香港で「超人」と称せられる李嘉誠氏は、抗議活動が香港を揺るがす前から、中国との経済的な絆を弱めていた。写真は2016年3月、香港で記者会見する伝説の大富豪、李嘉誠氏(2019年 ロイター/Bobby Yip)

1993年1月、ふくよかな頬と豊かな黒髪が目立つ、野心に富む39歳の中国共産党幹部が香港を訪れた。彼は、自らの地盤である二級都市・福州への投資を募る狙いで、立ち並ぶ輝かしい高層ビルのなか、香港の富裕層の面会を求めた。それが習近平氏だった。

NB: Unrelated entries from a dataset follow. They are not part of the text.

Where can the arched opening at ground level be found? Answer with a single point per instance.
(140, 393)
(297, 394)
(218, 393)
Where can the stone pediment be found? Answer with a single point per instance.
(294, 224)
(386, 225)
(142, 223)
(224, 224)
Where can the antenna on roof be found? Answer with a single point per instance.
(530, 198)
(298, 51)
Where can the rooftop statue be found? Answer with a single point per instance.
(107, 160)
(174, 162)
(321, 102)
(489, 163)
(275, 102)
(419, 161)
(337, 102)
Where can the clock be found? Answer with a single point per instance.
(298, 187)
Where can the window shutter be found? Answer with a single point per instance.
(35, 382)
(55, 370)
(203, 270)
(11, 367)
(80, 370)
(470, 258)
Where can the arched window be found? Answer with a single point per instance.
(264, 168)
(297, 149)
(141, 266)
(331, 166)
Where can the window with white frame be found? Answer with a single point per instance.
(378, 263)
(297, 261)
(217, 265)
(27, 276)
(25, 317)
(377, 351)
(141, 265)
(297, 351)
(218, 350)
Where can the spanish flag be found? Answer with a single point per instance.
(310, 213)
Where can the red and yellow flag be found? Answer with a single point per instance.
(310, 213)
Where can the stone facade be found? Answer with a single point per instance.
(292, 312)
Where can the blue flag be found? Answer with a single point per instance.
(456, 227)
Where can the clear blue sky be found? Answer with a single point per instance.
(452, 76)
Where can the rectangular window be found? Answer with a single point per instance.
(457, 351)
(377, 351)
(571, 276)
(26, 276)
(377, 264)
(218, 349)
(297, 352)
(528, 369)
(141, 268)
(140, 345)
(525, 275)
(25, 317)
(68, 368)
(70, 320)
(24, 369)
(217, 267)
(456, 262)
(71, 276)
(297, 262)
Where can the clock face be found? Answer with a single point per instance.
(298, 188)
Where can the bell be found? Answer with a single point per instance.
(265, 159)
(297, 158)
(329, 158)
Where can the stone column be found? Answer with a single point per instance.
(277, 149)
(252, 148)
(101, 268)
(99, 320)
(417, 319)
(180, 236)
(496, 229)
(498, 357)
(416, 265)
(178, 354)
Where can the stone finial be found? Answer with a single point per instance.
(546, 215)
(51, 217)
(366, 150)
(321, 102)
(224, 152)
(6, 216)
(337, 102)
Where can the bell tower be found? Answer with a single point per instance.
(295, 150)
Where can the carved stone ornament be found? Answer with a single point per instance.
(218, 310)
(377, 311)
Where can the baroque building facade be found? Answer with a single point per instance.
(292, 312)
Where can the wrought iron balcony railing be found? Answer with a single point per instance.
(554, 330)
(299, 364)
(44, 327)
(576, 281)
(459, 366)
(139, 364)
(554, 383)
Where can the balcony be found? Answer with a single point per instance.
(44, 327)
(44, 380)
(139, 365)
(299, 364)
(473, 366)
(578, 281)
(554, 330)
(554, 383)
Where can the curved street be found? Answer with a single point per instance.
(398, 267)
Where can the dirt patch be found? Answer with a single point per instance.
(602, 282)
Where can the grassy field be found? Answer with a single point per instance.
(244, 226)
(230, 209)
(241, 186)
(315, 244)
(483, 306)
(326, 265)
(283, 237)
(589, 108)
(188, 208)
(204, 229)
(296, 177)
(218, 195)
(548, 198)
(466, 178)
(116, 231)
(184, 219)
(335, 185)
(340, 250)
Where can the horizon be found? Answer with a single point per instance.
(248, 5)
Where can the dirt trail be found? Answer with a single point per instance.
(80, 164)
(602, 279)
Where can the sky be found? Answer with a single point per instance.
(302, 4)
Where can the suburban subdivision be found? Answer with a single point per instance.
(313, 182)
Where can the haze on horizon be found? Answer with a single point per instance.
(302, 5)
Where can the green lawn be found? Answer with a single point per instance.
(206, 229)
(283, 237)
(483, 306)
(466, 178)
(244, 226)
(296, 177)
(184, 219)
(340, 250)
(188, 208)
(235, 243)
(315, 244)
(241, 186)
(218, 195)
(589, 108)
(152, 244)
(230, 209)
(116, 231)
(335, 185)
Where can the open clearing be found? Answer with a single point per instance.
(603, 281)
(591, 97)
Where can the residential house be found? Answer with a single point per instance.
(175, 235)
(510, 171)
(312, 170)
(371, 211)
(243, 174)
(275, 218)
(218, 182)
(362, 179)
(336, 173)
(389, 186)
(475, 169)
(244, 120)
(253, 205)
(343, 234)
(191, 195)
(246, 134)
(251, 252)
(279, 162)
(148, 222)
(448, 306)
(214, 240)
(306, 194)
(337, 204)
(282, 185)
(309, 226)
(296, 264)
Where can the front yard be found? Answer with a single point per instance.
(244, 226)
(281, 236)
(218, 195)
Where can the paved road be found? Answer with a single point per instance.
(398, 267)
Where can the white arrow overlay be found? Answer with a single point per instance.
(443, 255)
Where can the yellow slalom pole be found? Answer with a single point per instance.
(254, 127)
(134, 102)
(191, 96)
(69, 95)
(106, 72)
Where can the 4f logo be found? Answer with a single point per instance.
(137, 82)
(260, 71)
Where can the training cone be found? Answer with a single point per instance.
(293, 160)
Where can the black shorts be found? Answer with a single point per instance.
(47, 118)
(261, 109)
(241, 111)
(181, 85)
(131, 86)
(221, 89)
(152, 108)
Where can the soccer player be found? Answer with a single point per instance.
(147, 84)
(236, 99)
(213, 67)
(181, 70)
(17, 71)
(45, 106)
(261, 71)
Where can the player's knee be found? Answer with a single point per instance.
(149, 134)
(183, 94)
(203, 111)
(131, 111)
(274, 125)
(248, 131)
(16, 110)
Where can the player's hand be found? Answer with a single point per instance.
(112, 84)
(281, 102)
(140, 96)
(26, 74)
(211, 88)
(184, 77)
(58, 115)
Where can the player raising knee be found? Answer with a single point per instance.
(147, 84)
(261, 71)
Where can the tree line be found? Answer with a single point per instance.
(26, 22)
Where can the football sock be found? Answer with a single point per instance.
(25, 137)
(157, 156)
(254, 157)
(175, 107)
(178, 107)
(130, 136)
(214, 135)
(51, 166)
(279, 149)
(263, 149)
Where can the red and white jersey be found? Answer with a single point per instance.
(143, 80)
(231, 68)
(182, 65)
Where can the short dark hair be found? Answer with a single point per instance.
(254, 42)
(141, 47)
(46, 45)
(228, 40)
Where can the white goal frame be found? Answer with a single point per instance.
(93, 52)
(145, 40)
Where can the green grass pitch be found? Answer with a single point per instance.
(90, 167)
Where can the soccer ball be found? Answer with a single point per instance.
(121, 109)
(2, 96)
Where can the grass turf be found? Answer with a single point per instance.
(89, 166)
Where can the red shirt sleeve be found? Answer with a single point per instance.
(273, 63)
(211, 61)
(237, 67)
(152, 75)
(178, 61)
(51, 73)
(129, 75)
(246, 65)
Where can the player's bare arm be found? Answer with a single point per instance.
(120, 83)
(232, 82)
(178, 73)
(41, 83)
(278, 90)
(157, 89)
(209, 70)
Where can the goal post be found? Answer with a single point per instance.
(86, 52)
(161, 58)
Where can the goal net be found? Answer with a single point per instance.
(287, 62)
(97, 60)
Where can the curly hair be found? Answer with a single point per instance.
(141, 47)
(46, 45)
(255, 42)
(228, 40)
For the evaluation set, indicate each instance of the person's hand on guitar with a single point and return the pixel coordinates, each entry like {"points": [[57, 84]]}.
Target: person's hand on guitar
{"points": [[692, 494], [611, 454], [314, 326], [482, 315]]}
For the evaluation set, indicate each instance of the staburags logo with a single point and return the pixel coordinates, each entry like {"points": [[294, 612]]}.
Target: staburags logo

その年8月、習氏は地元で1人の来客を迎えた。香港で最も著名な大物で、優れたビジネス手腕から香港では「超人」と称される李嘉誠氏が福州を訪れたのだ。このときの写真を見ると、習氏は笑顔を浮かべつつ、花束を手にした李氏の隣を歩いている。背景には李氏を歓迎するメッセージが書かれた大きな横断幕が見える。

その当時、1989年の天安門事件の余波が残るなかで、中国政府は不振に陥った経済のテコ入れに必死だった。国家の指導部も各省の有力者たちも、中国本土における開発プロジェクトに李嘉誠氏の資金を呼び込み、その知名度にあやかろうと熱心に働きかけていた。それも、今は昔である。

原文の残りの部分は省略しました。